In the video of his his presentation based on the report, Wyld mentions Tennessee Gov. Phil Bredesen's blog, calling it, "one of the examples of how not to do this, because he started his blog, posted about five times, and then abandoned it." (See Part 2 of Wyld's video presentation.)
Wyld also mentions my VolPols.com project in passing.
VolPols.com, you may recall, was my offer of free blog hosting and free blogging training to any state legislator of either party who would blog at VolPols.com. Each legislator would have had their own URL - something like http://smith.volpols.com or www.volpols.com/smith - and the site was going to have an aggregator pull headlines from all of the legislators' individual blogs onto the home page, and into topic-oriented aggregated pages.
But no legislator ever took me up on the offer.

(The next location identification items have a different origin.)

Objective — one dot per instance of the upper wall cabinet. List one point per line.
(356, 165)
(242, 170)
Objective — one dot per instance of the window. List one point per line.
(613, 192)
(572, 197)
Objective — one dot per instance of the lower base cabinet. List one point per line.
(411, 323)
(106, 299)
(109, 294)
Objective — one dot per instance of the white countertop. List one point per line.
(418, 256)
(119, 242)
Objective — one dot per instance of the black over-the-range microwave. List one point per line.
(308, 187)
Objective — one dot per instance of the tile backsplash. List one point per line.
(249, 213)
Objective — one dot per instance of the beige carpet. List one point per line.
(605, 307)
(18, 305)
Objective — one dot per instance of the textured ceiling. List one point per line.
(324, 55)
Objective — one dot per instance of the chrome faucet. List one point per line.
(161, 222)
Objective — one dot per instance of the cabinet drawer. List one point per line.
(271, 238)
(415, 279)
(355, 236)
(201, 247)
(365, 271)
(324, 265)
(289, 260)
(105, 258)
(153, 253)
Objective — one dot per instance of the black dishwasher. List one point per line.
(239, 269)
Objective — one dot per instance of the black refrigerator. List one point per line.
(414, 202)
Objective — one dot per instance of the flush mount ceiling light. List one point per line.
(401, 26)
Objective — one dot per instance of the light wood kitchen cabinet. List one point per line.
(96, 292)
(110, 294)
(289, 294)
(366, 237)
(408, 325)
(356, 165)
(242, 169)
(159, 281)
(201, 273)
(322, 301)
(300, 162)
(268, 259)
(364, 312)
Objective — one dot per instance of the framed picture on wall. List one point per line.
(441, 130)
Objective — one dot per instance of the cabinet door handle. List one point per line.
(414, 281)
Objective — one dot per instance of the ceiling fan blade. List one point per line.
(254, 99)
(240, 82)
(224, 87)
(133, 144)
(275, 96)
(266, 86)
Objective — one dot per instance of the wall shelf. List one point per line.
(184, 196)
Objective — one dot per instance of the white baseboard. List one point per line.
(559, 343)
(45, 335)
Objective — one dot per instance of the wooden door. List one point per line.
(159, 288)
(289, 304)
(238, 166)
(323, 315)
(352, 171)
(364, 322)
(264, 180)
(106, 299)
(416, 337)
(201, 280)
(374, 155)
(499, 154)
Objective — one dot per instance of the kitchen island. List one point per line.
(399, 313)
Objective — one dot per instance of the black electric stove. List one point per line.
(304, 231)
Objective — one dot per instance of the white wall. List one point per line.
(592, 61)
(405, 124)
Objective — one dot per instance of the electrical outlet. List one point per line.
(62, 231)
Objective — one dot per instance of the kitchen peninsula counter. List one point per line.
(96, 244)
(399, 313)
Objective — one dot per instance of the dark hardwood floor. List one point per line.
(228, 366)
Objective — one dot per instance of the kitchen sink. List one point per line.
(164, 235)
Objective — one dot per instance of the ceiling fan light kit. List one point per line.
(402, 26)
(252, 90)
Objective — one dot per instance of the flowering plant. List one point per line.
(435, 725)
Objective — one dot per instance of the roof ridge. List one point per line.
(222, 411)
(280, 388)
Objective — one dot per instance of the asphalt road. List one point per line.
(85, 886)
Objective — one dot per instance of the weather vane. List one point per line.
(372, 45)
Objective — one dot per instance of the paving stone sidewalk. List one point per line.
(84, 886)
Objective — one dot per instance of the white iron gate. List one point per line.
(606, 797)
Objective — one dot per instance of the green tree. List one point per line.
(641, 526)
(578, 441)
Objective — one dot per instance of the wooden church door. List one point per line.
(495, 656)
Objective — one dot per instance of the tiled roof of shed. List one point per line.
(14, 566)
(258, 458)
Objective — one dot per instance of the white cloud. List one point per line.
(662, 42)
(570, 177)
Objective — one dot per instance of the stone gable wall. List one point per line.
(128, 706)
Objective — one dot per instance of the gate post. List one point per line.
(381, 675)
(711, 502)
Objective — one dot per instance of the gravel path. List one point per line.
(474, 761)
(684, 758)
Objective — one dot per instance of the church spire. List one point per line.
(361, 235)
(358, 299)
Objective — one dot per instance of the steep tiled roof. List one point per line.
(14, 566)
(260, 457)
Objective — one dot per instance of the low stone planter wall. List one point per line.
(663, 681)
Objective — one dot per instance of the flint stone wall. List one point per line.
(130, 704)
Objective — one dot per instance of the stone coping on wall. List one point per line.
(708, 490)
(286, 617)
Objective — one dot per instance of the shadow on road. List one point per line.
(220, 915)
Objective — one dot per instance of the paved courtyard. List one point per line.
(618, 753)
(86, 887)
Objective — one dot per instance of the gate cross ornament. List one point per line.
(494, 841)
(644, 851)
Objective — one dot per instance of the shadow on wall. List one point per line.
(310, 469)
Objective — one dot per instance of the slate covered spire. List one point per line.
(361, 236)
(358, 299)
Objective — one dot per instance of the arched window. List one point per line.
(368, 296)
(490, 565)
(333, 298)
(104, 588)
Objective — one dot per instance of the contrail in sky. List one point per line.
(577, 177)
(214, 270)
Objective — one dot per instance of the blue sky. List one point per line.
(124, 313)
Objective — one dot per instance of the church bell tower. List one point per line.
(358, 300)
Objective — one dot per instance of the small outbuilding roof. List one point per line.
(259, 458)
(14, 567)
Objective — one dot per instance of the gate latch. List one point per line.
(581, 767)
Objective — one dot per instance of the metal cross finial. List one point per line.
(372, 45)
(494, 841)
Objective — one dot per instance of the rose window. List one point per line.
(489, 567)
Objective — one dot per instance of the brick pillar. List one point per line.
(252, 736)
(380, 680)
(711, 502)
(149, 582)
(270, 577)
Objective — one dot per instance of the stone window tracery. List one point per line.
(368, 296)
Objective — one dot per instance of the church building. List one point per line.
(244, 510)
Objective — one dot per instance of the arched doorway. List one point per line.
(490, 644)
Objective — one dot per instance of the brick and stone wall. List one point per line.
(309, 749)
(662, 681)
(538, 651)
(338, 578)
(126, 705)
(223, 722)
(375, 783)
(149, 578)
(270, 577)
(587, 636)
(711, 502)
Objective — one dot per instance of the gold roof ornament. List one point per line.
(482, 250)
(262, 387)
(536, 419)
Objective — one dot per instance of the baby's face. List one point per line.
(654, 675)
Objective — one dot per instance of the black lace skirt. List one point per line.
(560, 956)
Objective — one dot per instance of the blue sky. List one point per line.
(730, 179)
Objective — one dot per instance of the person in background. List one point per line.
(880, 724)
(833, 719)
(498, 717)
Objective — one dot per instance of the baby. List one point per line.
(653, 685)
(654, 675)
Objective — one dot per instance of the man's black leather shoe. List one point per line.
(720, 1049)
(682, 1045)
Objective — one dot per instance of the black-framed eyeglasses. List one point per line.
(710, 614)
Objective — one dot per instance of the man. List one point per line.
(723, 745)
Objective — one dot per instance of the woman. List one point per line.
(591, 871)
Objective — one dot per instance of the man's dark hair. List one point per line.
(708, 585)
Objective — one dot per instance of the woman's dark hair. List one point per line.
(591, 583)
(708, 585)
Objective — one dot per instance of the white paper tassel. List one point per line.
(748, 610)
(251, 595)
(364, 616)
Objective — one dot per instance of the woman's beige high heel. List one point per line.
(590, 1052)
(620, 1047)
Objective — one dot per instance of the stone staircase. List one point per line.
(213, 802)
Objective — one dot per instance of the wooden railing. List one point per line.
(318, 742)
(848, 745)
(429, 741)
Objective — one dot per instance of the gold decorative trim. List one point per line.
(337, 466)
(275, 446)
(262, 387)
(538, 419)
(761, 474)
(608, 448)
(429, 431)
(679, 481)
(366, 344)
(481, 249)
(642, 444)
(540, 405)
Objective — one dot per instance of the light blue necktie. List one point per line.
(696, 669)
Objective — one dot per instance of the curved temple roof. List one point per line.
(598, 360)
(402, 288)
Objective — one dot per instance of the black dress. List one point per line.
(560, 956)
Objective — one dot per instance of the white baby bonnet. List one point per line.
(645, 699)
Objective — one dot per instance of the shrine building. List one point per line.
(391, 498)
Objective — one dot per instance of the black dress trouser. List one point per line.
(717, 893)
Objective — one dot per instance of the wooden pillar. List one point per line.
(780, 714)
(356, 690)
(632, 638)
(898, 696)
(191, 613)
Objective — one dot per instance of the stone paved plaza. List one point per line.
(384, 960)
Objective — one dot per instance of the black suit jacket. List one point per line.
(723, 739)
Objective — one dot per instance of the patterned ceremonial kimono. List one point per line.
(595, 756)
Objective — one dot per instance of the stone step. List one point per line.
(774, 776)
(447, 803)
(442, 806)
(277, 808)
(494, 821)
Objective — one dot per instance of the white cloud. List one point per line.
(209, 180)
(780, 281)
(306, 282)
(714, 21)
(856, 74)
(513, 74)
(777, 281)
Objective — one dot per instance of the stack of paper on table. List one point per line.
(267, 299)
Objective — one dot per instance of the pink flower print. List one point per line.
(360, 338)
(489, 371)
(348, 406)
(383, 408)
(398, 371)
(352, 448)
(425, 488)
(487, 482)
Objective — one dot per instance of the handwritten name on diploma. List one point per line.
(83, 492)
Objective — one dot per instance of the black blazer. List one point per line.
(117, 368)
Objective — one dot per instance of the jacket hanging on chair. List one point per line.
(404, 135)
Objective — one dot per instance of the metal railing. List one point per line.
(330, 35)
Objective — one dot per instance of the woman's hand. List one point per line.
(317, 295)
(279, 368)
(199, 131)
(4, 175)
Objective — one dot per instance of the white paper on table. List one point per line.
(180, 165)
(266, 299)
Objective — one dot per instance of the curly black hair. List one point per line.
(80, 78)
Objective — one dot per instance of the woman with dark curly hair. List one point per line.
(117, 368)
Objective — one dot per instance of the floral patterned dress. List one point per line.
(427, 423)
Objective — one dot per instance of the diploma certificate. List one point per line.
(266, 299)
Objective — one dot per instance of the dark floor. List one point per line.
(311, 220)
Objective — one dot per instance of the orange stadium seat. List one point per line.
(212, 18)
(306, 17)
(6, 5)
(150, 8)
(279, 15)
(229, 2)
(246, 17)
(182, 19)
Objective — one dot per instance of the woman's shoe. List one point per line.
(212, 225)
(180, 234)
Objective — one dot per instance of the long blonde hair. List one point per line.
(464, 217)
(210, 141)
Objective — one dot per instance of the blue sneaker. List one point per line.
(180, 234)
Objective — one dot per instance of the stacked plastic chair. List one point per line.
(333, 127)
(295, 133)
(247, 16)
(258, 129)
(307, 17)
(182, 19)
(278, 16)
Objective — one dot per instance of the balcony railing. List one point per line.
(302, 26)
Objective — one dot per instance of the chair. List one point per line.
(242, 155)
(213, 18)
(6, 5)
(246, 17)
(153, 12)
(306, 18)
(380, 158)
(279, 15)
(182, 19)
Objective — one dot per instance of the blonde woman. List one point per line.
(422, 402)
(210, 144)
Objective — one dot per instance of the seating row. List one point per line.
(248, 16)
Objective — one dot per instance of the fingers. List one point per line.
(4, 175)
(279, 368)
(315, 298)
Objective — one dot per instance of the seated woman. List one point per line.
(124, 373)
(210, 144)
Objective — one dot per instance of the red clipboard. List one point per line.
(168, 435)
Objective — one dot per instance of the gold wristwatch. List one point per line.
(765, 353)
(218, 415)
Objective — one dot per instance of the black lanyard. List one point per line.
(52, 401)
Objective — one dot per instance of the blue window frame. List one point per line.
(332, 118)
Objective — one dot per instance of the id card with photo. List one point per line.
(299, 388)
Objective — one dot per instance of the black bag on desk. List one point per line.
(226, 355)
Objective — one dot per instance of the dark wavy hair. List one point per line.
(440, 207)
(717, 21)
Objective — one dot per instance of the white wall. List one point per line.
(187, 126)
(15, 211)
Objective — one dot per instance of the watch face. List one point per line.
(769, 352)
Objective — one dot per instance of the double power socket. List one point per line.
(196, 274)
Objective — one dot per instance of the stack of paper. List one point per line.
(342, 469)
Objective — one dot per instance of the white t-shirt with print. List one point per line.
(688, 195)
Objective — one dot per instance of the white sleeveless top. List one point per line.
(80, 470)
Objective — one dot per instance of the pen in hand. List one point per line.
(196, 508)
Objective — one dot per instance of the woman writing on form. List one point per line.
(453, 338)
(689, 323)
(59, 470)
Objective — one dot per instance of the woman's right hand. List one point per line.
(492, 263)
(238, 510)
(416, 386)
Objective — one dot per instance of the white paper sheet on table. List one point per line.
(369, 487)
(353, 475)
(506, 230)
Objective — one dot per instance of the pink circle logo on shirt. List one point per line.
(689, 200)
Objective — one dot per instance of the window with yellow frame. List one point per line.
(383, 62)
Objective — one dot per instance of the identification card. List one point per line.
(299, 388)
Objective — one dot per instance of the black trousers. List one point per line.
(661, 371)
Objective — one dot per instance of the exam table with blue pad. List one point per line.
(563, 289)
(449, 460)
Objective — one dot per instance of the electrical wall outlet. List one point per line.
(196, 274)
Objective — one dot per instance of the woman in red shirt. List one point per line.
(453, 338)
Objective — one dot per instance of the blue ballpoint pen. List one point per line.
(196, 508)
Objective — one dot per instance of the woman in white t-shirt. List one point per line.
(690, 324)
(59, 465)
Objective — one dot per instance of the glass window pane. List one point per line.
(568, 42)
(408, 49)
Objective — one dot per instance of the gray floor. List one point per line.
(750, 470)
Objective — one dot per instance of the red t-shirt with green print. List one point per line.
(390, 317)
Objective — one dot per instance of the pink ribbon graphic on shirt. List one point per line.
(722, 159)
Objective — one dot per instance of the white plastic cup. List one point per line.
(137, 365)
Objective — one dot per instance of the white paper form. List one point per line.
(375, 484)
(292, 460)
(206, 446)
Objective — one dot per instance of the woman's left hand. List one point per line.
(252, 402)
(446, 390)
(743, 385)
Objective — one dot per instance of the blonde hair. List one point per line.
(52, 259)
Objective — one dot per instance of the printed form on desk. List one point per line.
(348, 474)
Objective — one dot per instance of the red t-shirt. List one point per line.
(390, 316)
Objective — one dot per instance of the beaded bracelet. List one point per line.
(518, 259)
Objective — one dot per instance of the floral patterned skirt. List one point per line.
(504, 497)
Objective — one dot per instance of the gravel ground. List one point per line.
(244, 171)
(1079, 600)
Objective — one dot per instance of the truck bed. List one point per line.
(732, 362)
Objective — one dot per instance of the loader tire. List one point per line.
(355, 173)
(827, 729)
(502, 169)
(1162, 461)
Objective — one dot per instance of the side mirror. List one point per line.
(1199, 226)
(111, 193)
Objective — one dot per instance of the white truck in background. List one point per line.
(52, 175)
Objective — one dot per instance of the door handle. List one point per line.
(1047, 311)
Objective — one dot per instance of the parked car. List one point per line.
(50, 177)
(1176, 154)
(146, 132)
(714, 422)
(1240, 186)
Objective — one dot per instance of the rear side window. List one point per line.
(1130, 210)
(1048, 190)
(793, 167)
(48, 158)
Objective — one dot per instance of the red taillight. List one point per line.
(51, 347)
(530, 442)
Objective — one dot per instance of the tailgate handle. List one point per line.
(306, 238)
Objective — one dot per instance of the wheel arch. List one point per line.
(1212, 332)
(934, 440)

Wyld's research paper mentions two Tennessee legislator-bloggers in connection with VolPols.com, but those blogs (by state Rep. Stacey Campfield and state Sen. Roy Herron) were not hosted at VolPols.com. Campfield's blog, though not Herron's, pre-dated VolPols.com.
I still own the VolPols.com website, though I now have no plans to pursue that project. Obviously, as the soon-to-be communications director for the Tennessee Republican Party I can't be offering blog help to Democrats.
Still, I think it was a good concept, if ahead of its time.